The Fender Vibrasonic was an amplifier made by Fender. It was debuted as the first of the new-model Fender amps of the 1960s, with new tolex-covered cabinets and front-mounted control panels that would replace the tweed-covered, top-panel cabinets that were prevalent during the 1950s, as well as new circuitry which would characterize most Fender amplifiers for two decades.

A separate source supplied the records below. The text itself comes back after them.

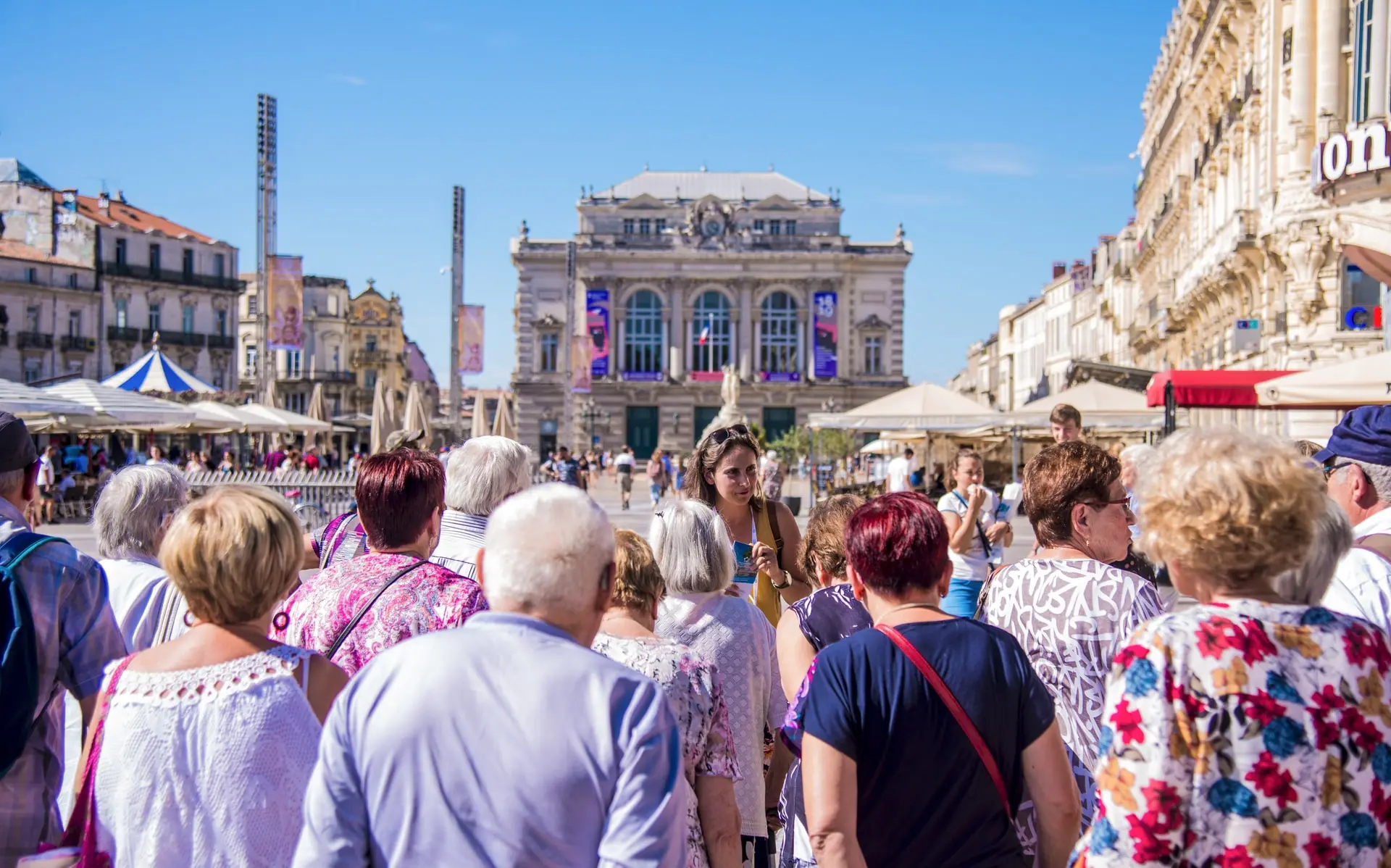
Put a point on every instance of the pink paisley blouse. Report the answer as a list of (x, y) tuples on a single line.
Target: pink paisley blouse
[(429, 597)]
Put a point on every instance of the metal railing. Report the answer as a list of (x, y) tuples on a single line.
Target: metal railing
[(316, 497)]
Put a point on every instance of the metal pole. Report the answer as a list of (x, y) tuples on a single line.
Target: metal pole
[(456, 302), (264, 235), (568, 432)]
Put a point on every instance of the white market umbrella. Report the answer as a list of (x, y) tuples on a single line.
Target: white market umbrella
[(1347, 384), (120, 406), (382, 423), (22, 399), (922, 408), (503, 423)]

The Vibrasonic was introduced in 1959 and was discontinued in 1964. During this period, the "brownface" era, its brown control panel was matched with light brown ("tan") or standard brown tolex cabinets with grill cloth schemes typically in tweed style ("gold stripe") or yellow ("wheat"). At the time of its introduction, the Vibrasonic-Amp displaced the Fender Twin as the company's new top-of-the-line or "flagship" model. This elevated status was short-lived however, as the new high-powered 6G8 blonde Twin-Amp appeared in mid 1960. The Vibrasonic was one of the seven models in the newly designated Professional Series of Fender amplifiers. These amplifiers shared nearly identical circuits, with two (or four) 5881/6L6GC tubes in fixed-bias Class AB configuration, long-tailed pair phase inverters, and dual "normal" and "vibrato" channels with independent volume and tone controls; the models were differentiated only by cabinet/speaker configurations, transformers, and rectifiers. The tremolo ("vibrato") circuit which the Vibrasonic premiered and which gave it its name more closely resembled a Vox tremolo circuit than anything which Fender used before or after, a complex "harmonic vibrato" which created the illusion of true pitch-shifting. Two tubes (5G13 model) and later three tubes (6G13-A model) were used in the tremolo circuit alone and this perhaps explains why it was not widely used, and abandoned in the mid-1960s "blackface" amps.

The 1×15 Vibrasonic, like the 4×10 Concert-Amp, featured a larger interleaved output transformer designed to minimize distortion and maximize clean headroom in the output stage. Unlike the Concert-Amp however, the Vibrasonic-Amp was the first production Fender amplifier to use a speaker made by the James B. Lansing company. JBL speakers were considered superior to the usual Jensen speakers in terms of their power handling capacity and frequency response.

Only the prototypes of this amp were built with metal control knobs, as pictured in the 1960 Fender Musical Instruments catalog. In recent scholarship, the Vibrasonic has been closely associated with the mythical brown tolex, small-box Twin-Amp.

The Vibrasonic name was resurrected in 1995 for the “Custom” Vibrasonic, a 1x15 amplifier with individual Steel and Guitar channels. The “Custom” Vibrasonic was part of a series of amplifiers designed by Fender Custom Shop engineer Bruce Zinky, and incorporated the circuit of a stock Twin Reverb in the Steel channel and the circuit characteristics of Vibro-King and Tonemaster amplifiers (two other Zinky-designs) in the Guitar channel.
The “Custom” Vibrasonic was equipped with a special design Eminence 15” speaker and had a relatively short manufacturing run, being discontinued by Fender in 1996.